At an August 13 campaign appearance, Obama stated that the U.S. should commit additional military forces in Afghanistan to “get the job done there” without “just air-raiding villages and killing civilians.” In his column, Dale echoed Fox News Channel personality Sean Hannity (here, here, and here) in asserting that Obama's comments showed that he “hasn't the foggiest notion” about the war in Afghanistan and had uttered “a slam against the professionalism of our military”:

Then there's Obama's revelation of how little he understands about what's going in the war in Afghanistan. He said, “Now, you have narco-drug lords who are helping to finance the Taliban, so we've got to get the job done there, and that requires us to have enough troops that we are not just air raiding villages and killing civilians, which is causing enormous problems.”

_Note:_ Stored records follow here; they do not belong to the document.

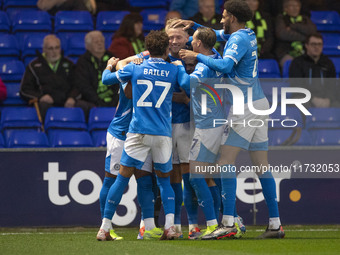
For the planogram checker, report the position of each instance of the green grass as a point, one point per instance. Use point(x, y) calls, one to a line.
point(82, 241)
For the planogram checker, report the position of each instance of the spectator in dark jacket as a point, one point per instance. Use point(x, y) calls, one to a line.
point(292, 29)
point(88, 74)
point(49, 78)
point(316, 68)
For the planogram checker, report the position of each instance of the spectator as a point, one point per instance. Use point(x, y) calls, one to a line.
point(292, 28)
point(3, 91)
point(88, 74)
point(53, 6)
point(49, 78)
point(188, 8)
point(129, 39)
point(261, 24)
point(314, 66)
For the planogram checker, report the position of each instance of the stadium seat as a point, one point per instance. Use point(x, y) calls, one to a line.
point(11, 71)
point(75, 45)
point(331, 44)
point(323, 118)
point(13, 96)
point(269, 68)
point(100, 118)
point(9, 48)
point(27, 139)
point(19, 117)
point(99, 138)
point(78, 21)
point(324, 137)
point(65, 118)
point(70, 138)
point(336, 62)
point(5, 24)
point(153, 19)
point(148, 3)
point(326, 20)
point(31, 20)
point(109, 21)
point(285, 70)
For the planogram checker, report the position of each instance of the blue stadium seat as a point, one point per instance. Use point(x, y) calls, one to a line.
point(11, 71)
point(99, 138)
point(19, 117)
point(109, 21)
point(100, 118)
point(13, 96)
point(65, 118)
point(75, 45)
point(326, 20)
point(5, 24)
point(285, 70)
point(148, 3)
point(324, 137)
point(269, 68)
point(9, 47)
point(331, 44)
point(153, 19)
point(323, 118)
point(31, 20)
point(27, 139)
point(70, 138)
point(336, 62)
point(79, 21)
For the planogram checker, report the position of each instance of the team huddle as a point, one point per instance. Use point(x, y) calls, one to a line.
point(150, 135)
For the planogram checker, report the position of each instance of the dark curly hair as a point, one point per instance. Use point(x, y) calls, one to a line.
point(127, 27)
point(157, 42)
point(240, 9)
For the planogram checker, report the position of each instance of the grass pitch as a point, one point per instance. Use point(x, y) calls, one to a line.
point(82, 241)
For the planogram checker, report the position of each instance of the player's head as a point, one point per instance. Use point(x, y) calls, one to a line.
point(204, 37)
point(236, 12)
point(95, 43)
point(51, 48)
point(177, 36)
point(157, 43)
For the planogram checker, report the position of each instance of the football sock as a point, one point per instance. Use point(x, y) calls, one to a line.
point(145, 196)
point(107, 183)
point(190, 200)
point(217, 200)
point(177, 187)
point(228, 180)
point(115, 195)
point(204, 197)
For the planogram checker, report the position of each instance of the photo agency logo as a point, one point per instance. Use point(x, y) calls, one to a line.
point(246, 110)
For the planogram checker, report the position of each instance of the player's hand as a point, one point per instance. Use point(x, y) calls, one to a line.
point(180, 97)
point(187, 24)
point(177, 63)
point(187, 55)
point(138, 61)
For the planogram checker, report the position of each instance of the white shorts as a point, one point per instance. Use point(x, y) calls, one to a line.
point(206, 144)
point(181, 142)
point(138, 146)
point(114, 151)
point(248, 131)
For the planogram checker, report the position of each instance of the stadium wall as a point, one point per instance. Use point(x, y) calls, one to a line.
point(60, 187)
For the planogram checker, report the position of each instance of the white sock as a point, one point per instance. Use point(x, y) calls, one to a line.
point(149, 224)
point(211, 222)
point(192, 226)
point(227, 220)
point(274, 223)
point(141, 224)
point(169, 220)
point(106, 224)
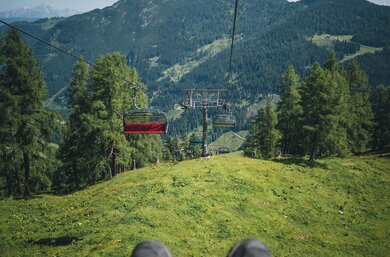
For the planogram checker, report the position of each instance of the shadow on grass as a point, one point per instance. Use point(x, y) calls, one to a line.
point(58, 241)
point(301, 162)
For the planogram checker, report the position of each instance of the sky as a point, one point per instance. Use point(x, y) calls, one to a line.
point(87, 5)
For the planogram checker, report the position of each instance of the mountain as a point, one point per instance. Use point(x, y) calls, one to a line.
point(180, 43)
point(333, 207)
point(36, 12)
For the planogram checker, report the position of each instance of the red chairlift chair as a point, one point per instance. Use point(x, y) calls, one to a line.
point(144, 121)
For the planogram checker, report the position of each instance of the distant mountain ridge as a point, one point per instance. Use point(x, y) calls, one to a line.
point(181, 43)
point(37, 12)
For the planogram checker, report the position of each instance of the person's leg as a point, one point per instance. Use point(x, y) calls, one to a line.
point(151, 248)
point(249, 248)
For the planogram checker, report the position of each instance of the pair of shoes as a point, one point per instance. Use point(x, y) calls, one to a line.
point(245, 248)
point(249, 248)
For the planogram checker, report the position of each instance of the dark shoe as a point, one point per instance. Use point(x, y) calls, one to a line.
point(249, 248)
point(151, 249)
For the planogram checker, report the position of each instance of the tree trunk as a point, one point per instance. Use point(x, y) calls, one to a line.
point(26, 165)
point(8, 175)
point(113, 160)
point(204, 135)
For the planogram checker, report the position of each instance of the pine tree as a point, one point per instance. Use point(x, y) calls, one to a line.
point(289, 113)
point(74, 150)
point(325, 104)
point(252, 143)
point(26, 124)
point(381, 106)
point(263, 135)
point(360, 112)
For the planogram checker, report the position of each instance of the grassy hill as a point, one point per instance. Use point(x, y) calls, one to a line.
point(200, 208)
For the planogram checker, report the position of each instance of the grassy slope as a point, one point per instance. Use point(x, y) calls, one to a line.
point(327, 40)
point(229, 140)
point(200, 208)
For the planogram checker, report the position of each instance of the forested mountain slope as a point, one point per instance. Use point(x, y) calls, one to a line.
point(180, 43)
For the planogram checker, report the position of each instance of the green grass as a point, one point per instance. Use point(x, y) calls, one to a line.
point(363, 50)
point(229, 140)
point(327, 40)
point(201, 207)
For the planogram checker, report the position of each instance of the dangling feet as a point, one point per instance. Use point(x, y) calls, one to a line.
point(151, 248)
point(249, 248)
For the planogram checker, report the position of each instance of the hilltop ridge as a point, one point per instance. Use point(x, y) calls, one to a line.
point(334, 207)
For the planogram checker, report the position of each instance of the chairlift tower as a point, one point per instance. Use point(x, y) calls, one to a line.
point(204, 99)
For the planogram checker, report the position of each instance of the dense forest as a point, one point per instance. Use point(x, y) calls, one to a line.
point(41, 152)
point(61, 122)
point(329, 113)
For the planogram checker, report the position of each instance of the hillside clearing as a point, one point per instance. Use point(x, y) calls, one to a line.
point(363, 50)
point(200, 208)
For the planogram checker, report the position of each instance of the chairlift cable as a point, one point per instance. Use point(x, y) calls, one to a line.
point(64, 51)
point(232, 42)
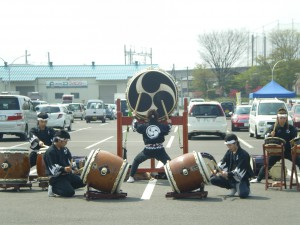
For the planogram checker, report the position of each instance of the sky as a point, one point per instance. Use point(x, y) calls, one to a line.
point(77, 32)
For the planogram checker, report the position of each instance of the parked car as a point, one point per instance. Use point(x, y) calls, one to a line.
point(206, 118)
point(240, 117)
point(70, 111)
point(111, 112)
point(195, 100)
point(17, 116)
point(95, 111)
point(263, 114)
point(295, 115)
point(59, 115)
point(78, 110)
point(227, 108)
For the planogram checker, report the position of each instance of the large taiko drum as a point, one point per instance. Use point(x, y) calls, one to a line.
point(104, 171)
point(187, 172)
point(150, 89)
point(14, 166)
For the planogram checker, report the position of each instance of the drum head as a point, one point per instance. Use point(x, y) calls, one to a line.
point(153, 86)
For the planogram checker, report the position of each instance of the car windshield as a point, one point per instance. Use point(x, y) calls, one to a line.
point(206, 110)
point(9, 103)
point(73, 107)
point(269, 108)
point(242, 110)
point(48, 109)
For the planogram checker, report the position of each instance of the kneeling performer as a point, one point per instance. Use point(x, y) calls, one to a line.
point(235, 169)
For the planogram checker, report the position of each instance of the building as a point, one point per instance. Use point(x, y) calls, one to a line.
point(83, 81)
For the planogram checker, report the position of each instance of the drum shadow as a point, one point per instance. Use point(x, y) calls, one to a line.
point(252, 197)
point(205, 138)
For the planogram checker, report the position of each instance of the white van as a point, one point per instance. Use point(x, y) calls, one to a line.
point(95, 110)
point(263, 114)
point(17, 116)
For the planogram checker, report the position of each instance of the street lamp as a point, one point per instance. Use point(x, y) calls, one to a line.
point(274, 67)
point(9, 65)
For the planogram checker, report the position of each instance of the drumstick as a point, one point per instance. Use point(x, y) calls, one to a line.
point(163, 104)
point(215, 164)
point(138, 102)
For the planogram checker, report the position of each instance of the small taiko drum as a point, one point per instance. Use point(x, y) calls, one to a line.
point(14, 166)
point(104, 171)
point(40, 165)
point(187, 172)
point(272, 144)
point(256, 162)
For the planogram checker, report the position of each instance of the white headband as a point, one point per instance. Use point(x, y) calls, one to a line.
point(42, 119)
point(229, 142)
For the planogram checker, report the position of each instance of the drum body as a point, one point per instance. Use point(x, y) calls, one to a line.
point(153, 86)
point(187, 172)
point(104, 171)
point(15, 166)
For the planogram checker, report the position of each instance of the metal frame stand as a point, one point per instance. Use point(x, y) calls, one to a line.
point(94, 194)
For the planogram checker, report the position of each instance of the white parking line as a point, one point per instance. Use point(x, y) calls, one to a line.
point(90, 146)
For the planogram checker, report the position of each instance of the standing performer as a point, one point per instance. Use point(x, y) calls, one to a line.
point(153, 135)
point(281, 129)
point(58, 161)
point(40, 136)
point(235, 169)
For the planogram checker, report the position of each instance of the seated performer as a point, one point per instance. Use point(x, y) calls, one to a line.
point(235, 169)
point(153, 135)
point(282, 130)
point(40, 136)
point(59, 166)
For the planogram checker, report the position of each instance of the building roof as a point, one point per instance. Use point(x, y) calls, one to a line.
point(99, 72)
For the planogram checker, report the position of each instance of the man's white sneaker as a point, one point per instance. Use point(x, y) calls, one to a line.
point(130, 180)
point(50, 193)
point(232, 192)
point(254, 180)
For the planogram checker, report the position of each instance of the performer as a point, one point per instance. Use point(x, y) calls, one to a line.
point(58, 161)
point(40, 136)
point(235, 169)
point(282, 130)
point(153, 135)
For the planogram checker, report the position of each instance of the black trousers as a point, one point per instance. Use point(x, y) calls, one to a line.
point(32, 158)
point(65, 185)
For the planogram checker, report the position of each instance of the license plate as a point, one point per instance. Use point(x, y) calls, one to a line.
point(2, 117)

Those are the words of a man who hasn't the foggiest notion of what's going on in Afghanistan. It's a slam against the professionalism of our military. It's akin to John Kerry's testimony before Congress, years ago, condemning the American GIs in of horrible atrocities. Our military doesn't just fly over and drop bombs helter-skelter on villages to kill civilians. Any air raid conducted is done so on the basis of the best intelligence, the best targeting available from eyes on the ground, and seeing the Taliban grouping or in hiding. For Obama to suggest otherwise is a horrible condemnation of the men and women carrying out our operations and of the commanders over them.

Contrary to Dale's representation, the Associated Press reported in a “Fact Check” responding to conservatives' attacks on Obama that “Western forces have been killing civilians at a faster rate than the insurgents have been killing civilians.” Further, in a July 7 article reporting that NATO and U.S. airstrikes killed more than 100 Afghan civilians that week, Reuters cited the assessment of military analysts that “a shortage of ground troops means commanders often turn to air power.” The Afghan ambassador to the United States, Said Tayeb Jawad, reportedly noted in advance of an August 4-5 Camp David summit between Bush and Karzai that U.S. and NATO forces operating in Afghanistan rely too much on “high altitude bombing, which is inaccurate and causes a high degree of civilian deaths.”

Likewise, the Times reported on August 9 that British commanders operating in Afghanistan “expressed concerns that the Americans' extensive use of air power was turning the people against the foreign presence as British forces were trying to solidify recent gains against the Taliban,” further noting that U.S. “Special Forces teams have often called in airstrikes in Helmand and other places where civilians have subsequently been found to have suffered casualties.”